Responsibility to the Poor

Milton Friedman 1978. From a lecture given at Stanford University.

From Milton Friedman Speaks: Lecture 04, "The Role of Government in a Free Society" [/yt]
kymbossays...

Wow, controversy is right. The man's amazingly intelligent, but I wonder how much of the US's current problems stem from his ideas. He's basically saying that Governments cause racism with the welfare state.

NetRunnersays...

I'm glad that he admitted that it's our responsibility to take care of the poor. Let's take a look at what the effect of people coming together in a social contract to take care of them was:

http://yglesias.thinkprogress.org/archives/2009/07/poverty-will-always-be-with-us-until-we-do-something-about-it.php

(quoted for the graph, though Yglesias is responding to another ideological yarn-spinner in Friedman's vein)

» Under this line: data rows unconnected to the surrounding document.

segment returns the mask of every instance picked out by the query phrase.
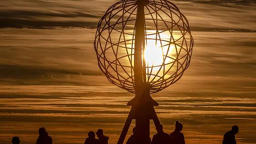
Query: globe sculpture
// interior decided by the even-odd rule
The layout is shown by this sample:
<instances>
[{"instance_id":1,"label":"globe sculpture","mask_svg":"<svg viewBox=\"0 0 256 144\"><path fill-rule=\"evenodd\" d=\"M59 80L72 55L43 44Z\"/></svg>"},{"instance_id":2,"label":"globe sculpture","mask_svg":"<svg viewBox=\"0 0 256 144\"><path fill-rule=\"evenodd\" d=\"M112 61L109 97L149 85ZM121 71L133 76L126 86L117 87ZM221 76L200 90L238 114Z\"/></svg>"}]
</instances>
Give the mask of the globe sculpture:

Curious how when the welfare state got put in place, the poverty rate went down...until we had a President who believed, as Friedman did, that it's better to let poverty be. That way the rich have their liberty from incentives to make the poor productive, and the poor had the liberty to be kept by them as wage slaves or just die and reduce the "surplus" population.

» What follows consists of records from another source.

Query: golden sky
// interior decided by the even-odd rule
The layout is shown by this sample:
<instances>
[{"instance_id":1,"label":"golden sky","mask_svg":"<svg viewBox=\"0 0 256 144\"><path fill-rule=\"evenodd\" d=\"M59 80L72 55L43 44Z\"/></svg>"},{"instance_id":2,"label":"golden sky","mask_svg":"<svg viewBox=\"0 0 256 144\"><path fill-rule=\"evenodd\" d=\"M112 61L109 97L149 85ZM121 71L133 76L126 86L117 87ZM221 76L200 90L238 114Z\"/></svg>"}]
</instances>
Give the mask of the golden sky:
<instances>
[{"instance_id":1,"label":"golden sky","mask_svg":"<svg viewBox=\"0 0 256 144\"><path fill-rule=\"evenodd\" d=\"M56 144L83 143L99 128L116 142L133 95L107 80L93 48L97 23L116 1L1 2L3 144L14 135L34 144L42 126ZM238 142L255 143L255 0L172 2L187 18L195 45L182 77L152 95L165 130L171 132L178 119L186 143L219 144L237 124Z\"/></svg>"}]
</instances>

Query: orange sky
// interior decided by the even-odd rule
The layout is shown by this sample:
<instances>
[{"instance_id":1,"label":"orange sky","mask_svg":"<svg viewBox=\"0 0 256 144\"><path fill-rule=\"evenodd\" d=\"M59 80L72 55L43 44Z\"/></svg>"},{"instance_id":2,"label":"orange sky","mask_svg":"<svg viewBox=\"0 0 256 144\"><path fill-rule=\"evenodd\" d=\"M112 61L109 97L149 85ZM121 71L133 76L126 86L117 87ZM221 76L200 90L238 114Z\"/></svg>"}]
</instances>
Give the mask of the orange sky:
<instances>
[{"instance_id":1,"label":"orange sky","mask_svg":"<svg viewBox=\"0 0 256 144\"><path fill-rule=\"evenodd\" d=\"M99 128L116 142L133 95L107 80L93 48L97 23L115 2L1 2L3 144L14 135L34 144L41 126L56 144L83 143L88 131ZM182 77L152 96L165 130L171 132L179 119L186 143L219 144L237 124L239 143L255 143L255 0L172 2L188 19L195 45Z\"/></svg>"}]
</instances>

In fact, you can see that the very year in which Friedman is giving this speech, 1978, poverty had literally been halved in the wake of the Great Society, only to rise again when his kind of thinking came back into vogue thanks to Reagan's apocryphal Welfare Queens.

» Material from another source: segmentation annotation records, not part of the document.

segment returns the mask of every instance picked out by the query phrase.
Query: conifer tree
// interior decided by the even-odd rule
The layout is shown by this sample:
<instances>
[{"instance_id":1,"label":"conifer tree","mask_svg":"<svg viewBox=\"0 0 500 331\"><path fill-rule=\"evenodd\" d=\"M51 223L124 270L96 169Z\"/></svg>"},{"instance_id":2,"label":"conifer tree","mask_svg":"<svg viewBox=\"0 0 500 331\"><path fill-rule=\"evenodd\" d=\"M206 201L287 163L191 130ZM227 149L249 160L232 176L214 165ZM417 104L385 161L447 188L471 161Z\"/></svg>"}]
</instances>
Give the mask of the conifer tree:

Personally, I love the way he waves away government's responsibility to the poor by comparing it to the building's responsibility. I suppose government has no responsibility to repay its debts (as buildings do not), to respect the boundaries of property (as buildings do not), or the responsibility to only shoot when absolutely necessary (as buildings do not).

Turns out, government has no need to be responsible at all. I would guess this guy also taught John Yoo in law school.